Working with hash algorithms (The Libgcrypt Reference Manual)

7.2 Working with hash algorithms

To use most of these function it is necessary to create a context; this is done using:

Function: gcry_error_t gcry_md_open (gcry_md_hd_t *hd, int algo, unsigned int flags)

Create a message digest object for algorithm algo. flags may be given as an bitwise OR of constants described below. algo may be given as 0 if the algorithms to use are later set using gcry_md_enable. hd is guaranteed to either receive a valid handle or NULL.

For a list of supported algorithms, see Available hash algorithms.
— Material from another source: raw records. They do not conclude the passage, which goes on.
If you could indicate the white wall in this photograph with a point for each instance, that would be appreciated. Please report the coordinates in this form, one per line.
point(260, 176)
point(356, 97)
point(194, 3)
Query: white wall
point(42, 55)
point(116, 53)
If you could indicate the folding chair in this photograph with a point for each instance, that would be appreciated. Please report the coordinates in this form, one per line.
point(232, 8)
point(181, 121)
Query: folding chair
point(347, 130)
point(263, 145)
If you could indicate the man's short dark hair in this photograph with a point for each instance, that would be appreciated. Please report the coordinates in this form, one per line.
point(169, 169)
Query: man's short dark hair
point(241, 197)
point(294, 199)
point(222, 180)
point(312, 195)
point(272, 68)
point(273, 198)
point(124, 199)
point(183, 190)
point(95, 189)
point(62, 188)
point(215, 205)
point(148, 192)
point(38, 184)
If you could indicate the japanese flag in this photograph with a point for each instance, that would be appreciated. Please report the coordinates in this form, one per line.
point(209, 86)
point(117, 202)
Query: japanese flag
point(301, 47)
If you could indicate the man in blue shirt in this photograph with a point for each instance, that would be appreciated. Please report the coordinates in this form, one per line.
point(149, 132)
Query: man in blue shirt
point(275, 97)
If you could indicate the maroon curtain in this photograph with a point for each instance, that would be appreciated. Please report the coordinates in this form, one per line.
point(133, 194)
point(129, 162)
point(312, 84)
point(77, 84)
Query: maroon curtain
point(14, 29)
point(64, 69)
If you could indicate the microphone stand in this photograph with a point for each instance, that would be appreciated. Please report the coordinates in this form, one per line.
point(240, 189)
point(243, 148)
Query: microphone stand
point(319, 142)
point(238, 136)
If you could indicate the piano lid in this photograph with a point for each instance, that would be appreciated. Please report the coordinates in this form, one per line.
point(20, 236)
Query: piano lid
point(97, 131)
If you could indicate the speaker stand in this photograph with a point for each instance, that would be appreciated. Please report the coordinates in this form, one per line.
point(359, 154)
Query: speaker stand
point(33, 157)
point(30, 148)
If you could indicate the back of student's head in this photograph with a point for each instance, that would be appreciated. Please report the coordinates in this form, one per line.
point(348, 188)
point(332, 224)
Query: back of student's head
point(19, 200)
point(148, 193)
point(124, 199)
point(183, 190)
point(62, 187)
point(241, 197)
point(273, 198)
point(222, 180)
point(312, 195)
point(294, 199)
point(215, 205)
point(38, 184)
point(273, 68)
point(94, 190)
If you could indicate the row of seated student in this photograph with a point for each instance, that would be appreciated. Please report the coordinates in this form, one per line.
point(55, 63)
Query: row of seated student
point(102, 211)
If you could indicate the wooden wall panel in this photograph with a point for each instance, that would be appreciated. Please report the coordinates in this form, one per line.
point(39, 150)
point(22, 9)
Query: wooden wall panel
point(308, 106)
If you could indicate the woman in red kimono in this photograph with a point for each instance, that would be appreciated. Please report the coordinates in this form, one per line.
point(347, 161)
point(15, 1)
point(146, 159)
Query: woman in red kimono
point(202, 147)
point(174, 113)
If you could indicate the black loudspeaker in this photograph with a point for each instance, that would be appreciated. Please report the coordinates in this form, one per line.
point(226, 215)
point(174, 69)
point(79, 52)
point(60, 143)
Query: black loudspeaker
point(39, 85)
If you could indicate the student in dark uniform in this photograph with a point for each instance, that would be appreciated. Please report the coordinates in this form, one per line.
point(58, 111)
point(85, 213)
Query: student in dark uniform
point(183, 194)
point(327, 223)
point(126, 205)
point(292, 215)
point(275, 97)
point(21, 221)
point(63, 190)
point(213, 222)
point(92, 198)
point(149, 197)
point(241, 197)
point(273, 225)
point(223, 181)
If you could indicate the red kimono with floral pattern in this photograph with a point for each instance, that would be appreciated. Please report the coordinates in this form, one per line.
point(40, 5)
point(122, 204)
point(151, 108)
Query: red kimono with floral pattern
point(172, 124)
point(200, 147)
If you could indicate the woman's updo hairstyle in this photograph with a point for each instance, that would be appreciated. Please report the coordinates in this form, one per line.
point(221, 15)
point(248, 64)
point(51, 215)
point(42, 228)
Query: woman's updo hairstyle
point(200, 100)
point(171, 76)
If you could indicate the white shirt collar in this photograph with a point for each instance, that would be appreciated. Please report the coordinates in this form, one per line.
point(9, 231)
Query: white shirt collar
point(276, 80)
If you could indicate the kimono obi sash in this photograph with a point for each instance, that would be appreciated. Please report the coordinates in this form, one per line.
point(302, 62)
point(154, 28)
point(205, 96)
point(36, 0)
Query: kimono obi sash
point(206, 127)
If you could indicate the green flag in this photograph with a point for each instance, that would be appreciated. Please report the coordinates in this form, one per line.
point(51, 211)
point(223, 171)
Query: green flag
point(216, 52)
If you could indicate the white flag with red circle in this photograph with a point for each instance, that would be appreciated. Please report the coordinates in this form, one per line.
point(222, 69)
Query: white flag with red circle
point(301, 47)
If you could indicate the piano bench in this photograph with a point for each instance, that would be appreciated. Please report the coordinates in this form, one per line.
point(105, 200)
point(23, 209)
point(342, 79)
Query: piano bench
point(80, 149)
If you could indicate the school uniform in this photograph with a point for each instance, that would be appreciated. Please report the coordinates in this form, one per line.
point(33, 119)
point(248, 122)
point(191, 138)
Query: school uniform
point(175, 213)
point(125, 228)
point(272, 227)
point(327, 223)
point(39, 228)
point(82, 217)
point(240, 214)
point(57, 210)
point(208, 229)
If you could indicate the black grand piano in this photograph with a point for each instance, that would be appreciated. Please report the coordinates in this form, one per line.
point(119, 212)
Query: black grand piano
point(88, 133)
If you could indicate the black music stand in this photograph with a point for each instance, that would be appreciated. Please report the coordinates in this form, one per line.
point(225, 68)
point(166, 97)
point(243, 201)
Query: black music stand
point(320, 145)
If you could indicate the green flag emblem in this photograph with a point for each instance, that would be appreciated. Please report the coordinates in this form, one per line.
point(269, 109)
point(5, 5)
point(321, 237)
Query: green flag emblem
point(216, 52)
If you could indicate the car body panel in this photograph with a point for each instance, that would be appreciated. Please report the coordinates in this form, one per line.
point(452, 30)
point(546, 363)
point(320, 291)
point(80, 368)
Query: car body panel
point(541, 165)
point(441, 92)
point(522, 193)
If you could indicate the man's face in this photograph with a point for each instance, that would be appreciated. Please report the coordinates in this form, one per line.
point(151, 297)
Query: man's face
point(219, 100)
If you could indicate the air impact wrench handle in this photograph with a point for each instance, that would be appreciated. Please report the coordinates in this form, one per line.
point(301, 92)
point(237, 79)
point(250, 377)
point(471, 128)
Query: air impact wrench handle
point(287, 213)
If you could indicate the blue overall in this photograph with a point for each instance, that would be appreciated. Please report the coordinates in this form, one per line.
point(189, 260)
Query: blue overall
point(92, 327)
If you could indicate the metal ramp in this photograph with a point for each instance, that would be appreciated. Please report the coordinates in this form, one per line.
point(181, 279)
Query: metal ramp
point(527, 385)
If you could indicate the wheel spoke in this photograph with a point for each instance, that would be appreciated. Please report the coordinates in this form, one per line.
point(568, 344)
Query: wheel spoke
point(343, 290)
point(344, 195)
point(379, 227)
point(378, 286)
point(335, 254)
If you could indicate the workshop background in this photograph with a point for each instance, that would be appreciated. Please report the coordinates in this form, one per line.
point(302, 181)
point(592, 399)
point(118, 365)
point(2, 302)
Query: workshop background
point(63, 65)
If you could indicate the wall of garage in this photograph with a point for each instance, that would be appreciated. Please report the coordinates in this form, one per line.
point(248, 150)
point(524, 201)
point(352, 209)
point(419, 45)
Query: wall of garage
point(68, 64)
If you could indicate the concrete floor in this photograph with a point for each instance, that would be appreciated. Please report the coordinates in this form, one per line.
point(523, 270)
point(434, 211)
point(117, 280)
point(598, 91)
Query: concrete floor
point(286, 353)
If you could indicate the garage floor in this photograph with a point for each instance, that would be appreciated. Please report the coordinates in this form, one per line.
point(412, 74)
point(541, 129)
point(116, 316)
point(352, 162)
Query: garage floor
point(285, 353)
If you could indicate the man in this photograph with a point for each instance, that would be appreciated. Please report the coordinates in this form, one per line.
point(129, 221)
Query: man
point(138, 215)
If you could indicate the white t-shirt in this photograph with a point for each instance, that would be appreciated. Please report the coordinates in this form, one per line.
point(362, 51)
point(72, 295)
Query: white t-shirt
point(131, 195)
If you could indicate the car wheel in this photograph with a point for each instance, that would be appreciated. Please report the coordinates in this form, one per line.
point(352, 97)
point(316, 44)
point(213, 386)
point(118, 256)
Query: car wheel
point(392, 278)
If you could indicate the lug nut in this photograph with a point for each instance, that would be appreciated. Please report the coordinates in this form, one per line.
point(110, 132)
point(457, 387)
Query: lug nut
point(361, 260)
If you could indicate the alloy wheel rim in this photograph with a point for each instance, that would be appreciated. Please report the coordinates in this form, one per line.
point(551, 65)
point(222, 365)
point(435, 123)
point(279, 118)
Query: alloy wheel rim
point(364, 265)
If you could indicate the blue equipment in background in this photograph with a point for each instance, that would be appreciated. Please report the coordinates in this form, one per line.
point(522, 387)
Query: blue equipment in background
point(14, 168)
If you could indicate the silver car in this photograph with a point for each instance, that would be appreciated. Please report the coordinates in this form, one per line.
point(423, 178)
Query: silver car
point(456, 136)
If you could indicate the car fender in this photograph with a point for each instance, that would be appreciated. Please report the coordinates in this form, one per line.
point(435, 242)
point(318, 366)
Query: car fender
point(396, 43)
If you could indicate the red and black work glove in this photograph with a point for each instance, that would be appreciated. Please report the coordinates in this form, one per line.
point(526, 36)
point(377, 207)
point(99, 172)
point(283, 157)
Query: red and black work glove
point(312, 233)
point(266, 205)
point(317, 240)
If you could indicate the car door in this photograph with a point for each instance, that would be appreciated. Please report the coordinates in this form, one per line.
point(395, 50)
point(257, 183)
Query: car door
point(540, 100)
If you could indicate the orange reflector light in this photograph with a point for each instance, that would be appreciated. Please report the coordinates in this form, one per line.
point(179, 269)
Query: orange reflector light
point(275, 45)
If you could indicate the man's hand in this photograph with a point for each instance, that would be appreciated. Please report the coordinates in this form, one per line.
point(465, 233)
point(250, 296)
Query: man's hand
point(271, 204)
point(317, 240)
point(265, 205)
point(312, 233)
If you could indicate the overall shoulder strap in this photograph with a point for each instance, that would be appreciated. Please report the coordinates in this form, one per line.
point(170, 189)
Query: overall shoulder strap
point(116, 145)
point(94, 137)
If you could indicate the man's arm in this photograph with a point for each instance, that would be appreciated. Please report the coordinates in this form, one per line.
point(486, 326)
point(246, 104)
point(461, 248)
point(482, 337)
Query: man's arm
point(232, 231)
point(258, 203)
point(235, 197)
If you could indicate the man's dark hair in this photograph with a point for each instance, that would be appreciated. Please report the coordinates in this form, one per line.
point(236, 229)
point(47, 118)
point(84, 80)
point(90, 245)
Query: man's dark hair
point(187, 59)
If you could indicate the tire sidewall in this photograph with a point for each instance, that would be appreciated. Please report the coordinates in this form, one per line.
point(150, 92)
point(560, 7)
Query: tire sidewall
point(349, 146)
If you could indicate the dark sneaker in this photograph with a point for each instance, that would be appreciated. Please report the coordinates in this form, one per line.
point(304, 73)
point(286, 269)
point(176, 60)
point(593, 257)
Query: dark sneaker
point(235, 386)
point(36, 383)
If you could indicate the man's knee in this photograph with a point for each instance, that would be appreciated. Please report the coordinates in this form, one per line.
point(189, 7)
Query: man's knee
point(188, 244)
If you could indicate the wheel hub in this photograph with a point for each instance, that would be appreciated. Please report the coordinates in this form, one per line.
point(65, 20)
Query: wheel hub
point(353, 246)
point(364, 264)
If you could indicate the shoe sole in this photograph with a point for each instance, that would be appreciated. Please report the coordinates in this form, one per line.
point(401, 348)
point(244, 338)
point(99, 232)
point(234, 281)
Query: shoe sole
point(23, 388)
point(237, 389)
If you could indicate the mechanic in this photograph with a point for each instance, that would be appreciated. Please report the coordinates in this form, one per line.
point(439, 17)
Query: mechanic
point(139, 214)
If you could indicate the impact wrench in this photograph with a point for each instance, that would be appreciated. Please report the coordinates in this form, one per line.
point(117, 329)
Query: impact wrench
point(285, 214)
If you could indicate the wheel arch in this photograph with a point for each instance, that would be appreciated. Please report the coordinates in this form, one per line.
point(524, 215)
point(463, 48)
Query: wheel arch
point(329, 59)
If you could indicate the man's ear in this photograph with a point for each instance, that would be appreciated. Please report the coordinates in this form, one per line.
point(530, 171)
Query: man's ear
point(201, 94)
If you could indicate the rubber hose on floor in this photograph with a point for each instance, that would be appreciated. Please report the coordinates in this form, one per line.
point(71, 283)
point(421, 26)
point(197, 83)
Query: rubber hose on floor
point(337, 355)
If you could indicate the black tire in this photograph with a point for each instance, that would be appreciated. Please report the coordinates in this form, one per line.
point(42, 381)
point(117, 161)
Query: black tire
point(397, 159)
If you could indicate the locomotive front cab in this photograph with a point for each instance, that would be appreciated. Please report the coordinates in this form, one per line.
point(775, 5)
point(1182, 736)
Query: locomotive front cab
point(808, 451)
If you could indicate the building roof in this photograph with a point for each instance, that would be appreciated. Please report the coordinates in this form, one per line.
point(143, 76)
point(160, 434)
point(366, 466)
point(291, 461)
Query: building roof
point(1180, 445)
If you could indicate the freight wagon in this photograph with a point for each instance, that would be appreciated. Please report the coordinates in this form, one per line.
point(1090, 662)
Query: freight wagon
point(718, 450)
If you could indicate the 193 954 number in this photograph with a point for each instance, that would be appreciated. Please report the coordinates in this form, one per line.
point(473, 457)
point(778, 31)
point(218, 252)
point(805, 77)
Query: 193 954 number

The flags allowed for mode are:

GCRY_MD_FLAG_SECURE

Allocate all buffers and the resulting digest in "secure memory". Use this if the hashed data is highly confidential.

GCRY_MD_FLAG_HMAC

Turn the algorithm into a HMAC message authentication algorithm. This only works if just one algorithm is enabled for the handle and that algorithm is not an extendable-output function. Note that the function gcry_md_setkey must be used to set the MAC key. The size of the MAC is equal to the message digest of the underlying hash algorithm. If you want CBC message authentication codes based on a cipher, see Working with cipher handles.

GCRY_MD_FLAG_BUGEMU1

Versions of Libgcrypt before 1.6.0 had a bug in the Whirlpool code which led to a wrong result for certain input sizes and write patterns. Using this flag emulates that bug. This may for example be useful for applications which use Whirlpool as part of their key generation. It is strongly suggested to use this flag only if really needed; and if possible, the data should be re-processed using the regular Whirlpool algorithm.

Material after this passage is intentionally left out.